El cambio del espacio, del tiempo e incluso de los personajes funciona y es creíble. Cierto es que la trama es muy ligera y facilita el trasplante. En la obra se aprecia ya una creciente importancia en los personajes y sus sentimientos, permitiendo adivinar algunos retazos del romanticismo que estaba por venir con Verdi, pero L’Elisir no deja de ser una ópera bufa sin gravedad alguna. Si se estrenase hoy, probablemente se trataría de Adina, el musical, y sería un espectáculo ameno sin mayores pretensiones.

En muchos momentos de su carrera, Donizetti no gozó del aplauso de la crítica. Hacía óperas a un ritmo poco menos que industrial, cuando la ópera era (también) un negocio de entretenimiento más popular, y para cantantes que no siempre eran los mejores aunque tuvieran delante bellas partituras. Hoy en día, el público acude a la ópera en busca de una experiencia única, especial y, en ocasiones, distintiva, algo que crea no pocos problemas cuando se trata de ensanchar el tipo de público o rebatir los prejuicios sobre el género.

Otro momento de la ópera, con Brenda Rae y Alessandro Luongo.

Otro momento de la ópera, con Brenda Rae y Alessandro Luongo. Javier del Real / TR

En ese sentido, este Elisir d’Amore no es una experiencia realmente singular o para el recuerdo, por mucho que se haya programado dos veces en seis años. La traslación del momento histórico y de los personajes no aporta una capa nueva a la ópera ni reinventa lo que ya había. Para la imaginación queda una exploración de los límites del machismo de Belcore, ese depredador que sólo busca sexo, o la reinvención del carácter estereotipado de Adina, mujer que juega con los sentimientos de Nemorino y se enrabieta cuando juegan con los suyos.

Rígida electricidad en el foso

El director musical, Gianluca Capuano, se esmera en aportar aún más electricidad a la obra a riesgo de producir varios calambrazos al hacer contacto con el agua de la escena. El bel canto de L’Elisir es exigente, un puro gimnasio para la voz sin apenas respiro, y Capuano se esmera en afilarlo aún más con puño de hierro desde el foso. Así, los cantantes se quedan solos ante la avalancha playera. Se notan en la orquesta algunos desajustes, casi desde el comienzo, y mucha menos claridad que en otras ocasiones.

Brenda Rae es una Adina técnicamente impecable y sólida, aunque no sublime por las limitaciones dramáticas, quien sabe si atribuíbles a su propia interpretación o a Michieletto.

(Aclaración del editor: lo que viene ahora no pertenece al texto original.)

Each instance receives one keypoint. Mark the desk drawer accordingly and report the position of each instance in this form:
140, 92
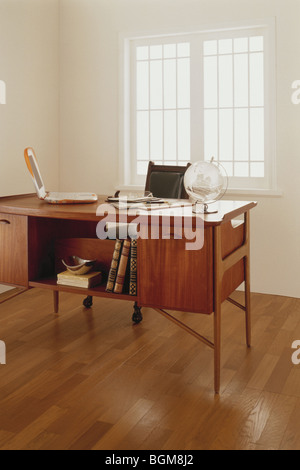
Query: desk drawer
13, 250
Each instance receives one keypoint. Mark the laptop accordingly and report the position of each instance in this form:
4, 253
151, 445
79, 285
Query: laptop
53, 197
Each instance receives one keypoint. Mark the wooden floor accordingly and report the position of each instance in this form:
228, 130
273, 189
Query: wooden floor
92, 380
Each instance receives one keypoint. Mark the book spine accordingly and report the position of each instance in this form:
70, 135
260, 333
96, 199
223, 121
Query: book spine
122, 267
133, 268
114, 267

El tenor argentino Juan Francisco Gatell, en el papel de Nemorino, es más que correcto, esforzado y creíble, aunque su voz es a veces demasiado ligera para las emociones del personaje. Su momento estelar, una furtiva lágrima, es un más que necesario respiro. Está solo, sobre el chiringuito de playa, frente a frente con una de las árias más icónicas de la historia de la ópera. El resultado se antoja un poco plano por una mezcla de excesiva precaución por parte del cantante, tantas y tan buenas referencias discográficas y los excesivos flashes a los que el espectador ha sido sometido en la ópera cuando llega el esperado momento, cerca del final. Alessandro Luongo pasa sin pena ni gloria como Belcore y el bajo Erwin Schrott hace las delicias del público por desenvoltura sobre el escenario y lo caricaturesco de su personaje.

Dejando de lado el efectismo de Dulcamara, es imposible no empatizar con el Nemorino de Juan Francisco Gatell, que por veces suspira por un amor imposible y otras se cree el rey del mambo. Todo es efímero y todo es rapidísimo, como la vida misma, y el cantante transita de un estado a otro a toda velocidad, poniendo a prueba su propio físico y probando que para ser cantante de ópera en algunas producciones, hay que ser poco menos que un atleta.

Cuando ya ha inferido el elixir y espera a que le haga efecto, Nemorino se calza dos aletas de buzo y un gorro que recuerda al de un payaso. Comienza entonces a chapotear en el aire como un hombre libre y feliz, inmune a las burlas de una Adina que todavía no ha sucumbido a sus encantos. No hay resaca, sólo felicidad, como en las notas de Donizetti. Y que dure lo que tenga que durar.

L'Elisir d'amore se estrenó este martes en el Teatro Real. Es una producción propia del teatro junto a Les Arts de Valencia y puede verse hasta el 12 de noviembre.